Fiona prepared herself for the end. She had Myrtle hold up a mirror while she made herself look like one hell of a corpse. She mused about an old affair, at Woodstock, with "Levon, the drummer in The Band." They had a wild six months in Woodstock. Another woman in her position might have taken her final moments to engage in recrimination, in past mistakes. Not Fiona. "What good would it do?" She swallowed the pills, and told Myrtle to hang her portrait up on her chosen spot -- or anywhere except the basement, where one finds a painting of "that disgraced Russian witch." She lay down, fell asleep. Myrtle stole her jewelry. Fiona was dying.

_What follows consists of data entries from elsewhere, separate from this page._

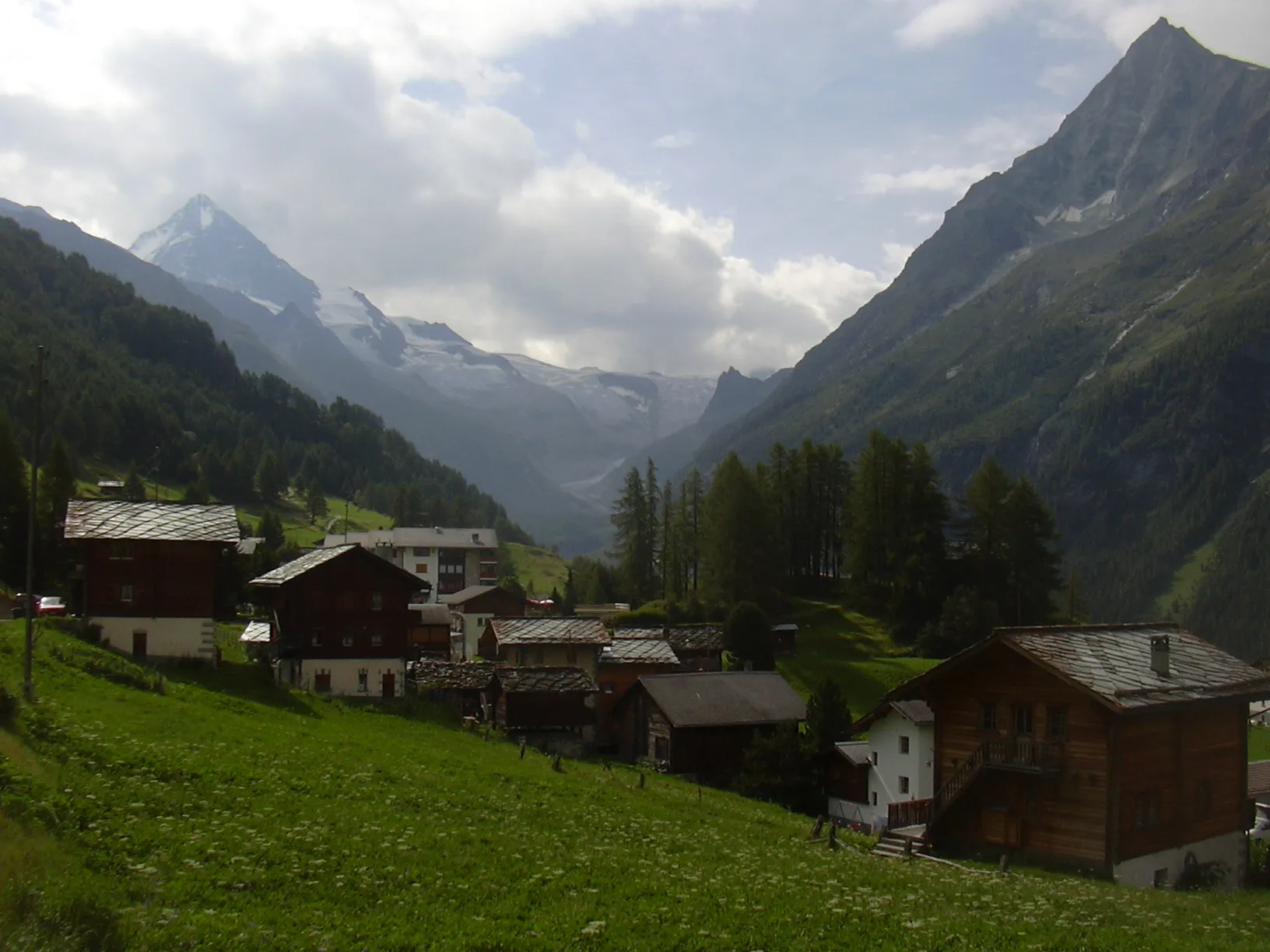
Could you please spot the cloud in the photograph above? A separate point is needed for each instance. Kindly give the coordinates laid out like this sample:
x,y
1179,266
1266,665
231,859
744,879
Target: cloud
x,y
935,178
675,140
438,207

Or maybe not: Her faithful servant Spalding woke her up. Had the butler come back to life? Nope: He was a ghost, like the Axeman, haunting the Academy where his family has served so faithfully for generations. He told Fiona she had been tricked. "They've been running a number on you," he said. He gave her some liquid. She drank it. A few minutes later, the suicide pills regurgitated, she made Spalding a promise. "I will avenge your murder," she said, "Right after I avenge my own."
Across town, Queenie was meeting with her former slave/enemy/BFF-turned-captive Delphine. She tried feeding the immortal some fast food. But Marie wouldn't allow it. The appearance of her nemesis brought out the old, bad Madame LaLaurie. "What you gonna do? Kill me? I cain't die!" she cackled. She asked Marie to throw her back in the house. She had seen this modern world. She had seen the black man in the White House -- although she called him something much worse. She promised Marie that, when she was re-exhumed some hundred years hence, "the natural order would be restored." So Marie chopped off Delphine's hand. "We've only just begun," she said.

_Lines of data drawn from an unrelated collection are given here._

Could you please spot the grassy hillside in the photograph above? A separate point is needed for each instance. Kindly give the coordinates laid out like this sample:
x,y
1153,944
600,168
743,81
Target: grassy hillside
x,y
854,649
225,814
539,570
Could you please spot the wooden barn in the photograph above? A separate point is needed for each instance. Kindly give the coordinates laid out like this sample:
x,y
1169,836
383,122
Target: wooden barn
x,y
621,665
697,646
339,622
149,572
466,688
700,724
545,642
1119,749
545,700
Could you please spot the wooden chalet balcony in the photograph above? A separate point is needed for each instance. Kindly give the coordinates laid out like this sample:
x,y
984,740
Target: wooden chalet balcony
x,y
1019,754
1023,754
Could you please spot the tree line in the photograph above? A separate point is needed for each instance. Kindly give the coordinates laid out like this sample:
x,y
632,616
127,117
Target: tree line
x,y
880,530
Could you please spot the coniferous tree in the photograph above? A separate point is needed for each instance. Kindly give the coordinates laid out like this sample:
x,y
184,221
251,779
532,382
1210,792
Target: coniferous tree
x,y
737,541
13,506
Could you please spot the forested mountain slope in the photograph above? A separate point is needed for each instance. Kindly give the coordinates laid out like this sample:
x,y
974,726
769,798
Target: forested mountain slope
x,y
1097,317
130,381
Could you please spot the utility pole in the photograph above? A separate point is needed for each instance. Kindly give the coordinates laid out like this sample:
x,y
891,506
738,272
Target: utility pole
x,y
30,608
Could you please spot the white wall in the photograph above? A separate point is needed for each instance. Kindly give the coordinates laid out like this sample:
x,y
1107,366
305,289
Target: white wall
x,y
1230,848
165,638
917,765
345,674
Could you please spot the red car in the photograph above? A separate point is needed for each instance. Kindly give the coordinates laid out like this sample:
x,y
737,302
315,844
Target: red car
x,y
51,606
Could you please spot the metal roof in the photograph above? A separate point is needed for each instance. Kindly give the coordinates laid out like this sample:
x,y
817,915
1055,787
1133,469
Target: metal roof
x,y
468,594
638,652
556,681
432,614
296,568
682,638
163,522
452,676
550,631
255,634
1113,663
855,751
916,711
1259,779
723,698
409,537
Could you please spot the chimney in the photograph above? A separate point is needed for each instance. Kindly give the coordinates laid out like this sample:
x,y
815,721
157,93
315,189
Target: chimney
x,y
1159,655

Downstairs at Miss Robichaux's, the girls were awaiting word on their mission. Nan mused: "Do you think I could be the Supreme?" They did not. She raced over to Luke's house -- using a bit of telekinetic energy to open the door. She freed him from some restraints, and even kissed him. Luke wanted to escape... but his mom got in the way. "I made you!" she screamed. "And I can unmake you!" At that point, she was shot: Delia's witch-hunting hubby was outside. He took down Luke, too, leaving Nan scrambling.

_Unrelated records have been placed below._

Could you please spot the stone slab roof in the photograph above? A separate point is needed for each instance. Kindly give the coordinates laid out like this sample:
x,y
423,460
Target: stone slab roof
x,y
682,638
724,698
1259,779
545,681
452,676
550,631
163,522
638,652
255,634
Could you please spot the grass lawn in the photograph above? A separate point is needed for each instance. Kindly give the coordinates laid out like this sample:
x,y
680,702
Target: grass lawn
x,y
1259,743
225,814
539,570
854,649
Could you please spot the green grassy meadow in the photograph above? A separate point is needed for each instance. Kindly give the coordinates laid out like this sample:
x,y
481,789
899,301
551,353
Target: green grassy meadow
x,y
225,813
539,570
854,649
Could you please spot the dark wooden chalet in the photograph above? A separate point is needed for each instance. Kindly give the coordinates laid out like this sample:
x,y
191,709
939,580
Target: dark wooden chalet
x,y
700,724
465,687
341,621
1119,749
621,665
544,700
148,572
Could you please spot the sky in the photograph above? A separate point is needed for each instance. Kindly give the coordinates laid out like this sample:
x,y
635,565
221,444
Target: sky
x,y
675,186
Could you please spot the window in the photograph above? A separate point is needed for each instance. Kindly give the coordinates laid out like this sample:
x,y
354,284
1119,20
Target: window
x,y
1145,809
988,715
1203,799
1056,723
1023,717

Meanwhile, Myrtle played Schubert's Last Sonata for the assembled witches, awaiting the moment when the fire of Supremehood would enter one of them. It was not to be. Fiona reappeared, seemingly mostly upset about the fact that Myrtle wasn't playing Schubert properly. But attention shifted to the bloodshed next door. Fiona watched Misty bring Neighbor Mom back to life... while Delia found a telltale silver bullet, conjuring up an image of her hubby with a sniper rifle.
Zoe returned to her reanimated fratboy guy-pal, Kyle. He's learned a few words. "This road goes two ways," he said. "I love you." A shocked Zoe responded in kind: "I love you, too." The camera panned over to Madison, overhearing around the corner, crying.
Interpersonal problems are brewing between the young witches. But the day's events had a happy accidental result: Fiona and Cordelia's relationship has never been stronger. Fiona admired how the entire Coven came together to take on a nemesis. Admittedly, that nemesis was herself, but still, she had never been prouder of her daughter. Delia joked that if she knew that would impress Fiona, she would've tried to kill her years ago. They laughed and laughed and laughed. But that silver bullet was no laughing matter. There were witch hunters about: One more threat to the Coven. And now there's a woman down -- or most of a woman anyhow. A package arrived for Fiona, containing the head of Delphine LaLaurie. Still alive. Probably in a lot of pain. But as far as diets go, the decapitation method is proven to help you lose weight 5 out of 5 times. So that's the good news.
Fellow viewers, what did you think of "The Sacred Taking"? Not enough fish-eye lenses?